[Magictour] Re: Bounds

>Yes, we start with 64, and decrement at every jump.

that's uncommon. Can't you change it ?

>You can also view the problem as starting with 1, and getting the smallest
>possible sum:
>01 00 03 00 05 00 07 00 -> sum=1+3+5+7
>00 00 00 00 00 00 00 00
>00 02 00 04 00 06 00 00
>
>We can get:
>
>01 00 03 10 05 00 07 00 -> sum=1+3+5+7+10=26
>00 00 00 00 08 00 00 00
>00 02 09 04 00 06 00 00
>
>01 00 03 10 05 00 07 12 -> sum=1+3+5+7+10+12=38
>00 00 00 00 08 11 00 00
>00 02 09 04 01 06 00 00
>
>01 00 03 10 05 14 07 12 -> sum=1+3+5+7+10+12+14=52
>00 00 00 00 08 11 00 00
>00 02 09 04 01 06 13 00
>
>Are 26, 38 and 52 the lowest possible sums with 3,2 and 1 empty square ?

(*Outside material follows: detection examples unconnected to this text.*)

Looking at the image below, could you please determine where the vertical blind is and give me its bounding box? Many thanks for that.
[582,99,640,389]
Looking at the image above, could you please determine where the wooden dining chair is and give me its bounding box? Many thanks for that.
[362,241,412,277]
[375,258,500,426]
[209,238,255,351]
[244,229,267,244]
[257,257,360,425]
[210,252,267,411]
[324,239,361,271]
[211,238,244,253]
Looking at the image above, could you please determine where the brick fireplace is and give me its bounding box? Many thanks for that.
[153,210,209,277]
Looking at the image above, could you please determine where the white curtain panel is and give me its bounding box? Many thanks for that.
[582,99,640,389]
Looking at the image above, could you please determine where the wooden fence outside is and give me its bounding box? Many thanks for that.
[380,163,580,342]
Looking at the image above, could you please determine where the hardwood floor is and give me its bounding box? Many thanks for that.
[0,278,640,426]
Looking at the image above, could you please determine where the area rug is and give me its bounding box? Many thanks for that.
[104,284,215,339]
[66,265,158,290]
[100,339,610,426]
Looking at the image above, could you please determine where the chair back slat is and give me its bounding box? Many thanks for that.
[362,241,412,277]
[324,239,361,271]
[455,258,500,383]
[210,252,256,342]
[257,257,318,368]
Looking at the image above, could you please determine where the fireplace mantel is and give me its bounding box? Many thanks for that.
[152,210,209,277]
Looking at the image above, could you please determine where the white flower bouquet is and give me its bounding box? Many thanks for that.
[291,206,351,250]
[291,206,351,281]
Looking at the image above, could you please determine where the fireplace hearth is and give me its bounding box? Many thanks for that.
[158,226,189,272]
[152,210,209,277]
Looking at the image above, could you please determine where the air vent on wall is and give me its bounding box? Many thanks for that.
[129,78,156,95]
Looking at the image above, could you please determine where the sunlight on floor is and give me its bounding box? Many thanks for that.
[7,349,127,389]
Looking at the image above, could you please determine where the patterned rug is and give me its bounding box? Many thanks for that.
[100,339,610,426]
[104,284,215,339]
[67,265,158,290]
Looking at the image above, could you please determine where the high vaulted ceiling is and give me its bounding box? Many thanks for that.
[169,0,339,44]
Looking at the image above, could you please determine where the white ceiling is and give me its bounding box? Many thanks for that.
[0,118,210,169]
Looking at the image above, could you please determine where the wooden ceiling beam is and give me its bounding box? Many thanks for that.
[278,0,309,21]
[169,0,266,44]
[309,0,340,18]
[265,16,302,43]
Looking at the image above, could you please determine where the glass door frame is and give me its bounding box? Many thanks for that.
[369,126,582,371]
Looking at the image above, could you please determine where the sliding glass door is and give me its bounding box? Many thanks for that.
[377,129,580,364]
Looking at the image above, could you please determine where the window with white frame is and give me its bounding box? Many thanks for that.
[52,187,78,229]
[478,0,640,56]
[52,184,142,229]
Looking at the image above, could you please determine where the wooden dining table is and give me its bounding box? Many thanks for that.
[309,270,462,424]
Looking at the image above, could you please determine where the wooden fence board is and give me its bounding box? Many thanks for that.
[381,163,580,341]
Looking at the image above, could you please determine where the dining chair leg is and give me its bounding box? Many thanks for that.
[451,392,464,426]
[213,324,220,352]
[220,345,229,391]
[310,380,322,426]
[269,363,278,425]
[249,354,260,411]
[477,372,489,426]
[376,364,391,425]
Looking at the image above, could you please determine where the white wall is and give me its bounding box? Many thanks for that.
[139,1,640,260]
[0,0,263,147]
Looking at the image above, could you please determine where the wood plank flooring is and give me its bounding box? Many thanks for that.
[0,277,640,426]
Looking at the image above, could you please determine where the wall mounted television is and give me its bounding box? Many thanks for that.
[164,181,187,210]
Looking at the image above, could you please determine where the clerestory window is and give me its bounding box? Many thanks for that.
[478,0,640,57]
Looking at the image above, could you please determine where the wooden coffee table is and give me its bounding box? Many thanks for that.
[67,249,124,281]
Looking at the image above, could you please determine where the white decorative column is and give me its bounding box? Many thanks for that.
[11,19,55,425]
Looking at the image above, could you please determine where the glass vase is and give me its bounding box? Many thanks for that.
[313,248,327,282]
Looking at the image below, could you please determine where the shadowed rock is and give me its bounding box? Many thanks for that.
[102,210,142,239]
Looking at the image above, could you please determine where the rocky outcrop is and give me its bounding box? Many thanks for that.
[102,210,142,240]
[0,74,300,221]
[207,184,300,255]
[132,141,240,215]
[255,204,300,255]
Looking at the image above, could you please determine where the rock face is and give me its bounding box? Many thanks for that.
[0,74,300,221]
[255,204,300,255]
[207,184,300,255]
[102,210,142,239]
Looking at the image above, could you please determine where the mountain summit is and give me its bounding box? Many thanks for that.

how will you ever complete these to get 260 ??

>If yes, these values will speedup the search !
>
>>Completable means to me, that the empty squares can be filled later
>with numbers bigger than the largest number in the row.
>>to solve(approximate) it numerically,
>>you could try to generate all SMKTs where you ignore the sums of the
>columns
>>and then find the maxima with 3,2,1 of all their rows.
>>It should be sufficient to generate a lot random such {rows=260}-tours
>
>Of course, finding the best sum with real tours is great, but can you prove
>that your MonteCarlo method is correct ?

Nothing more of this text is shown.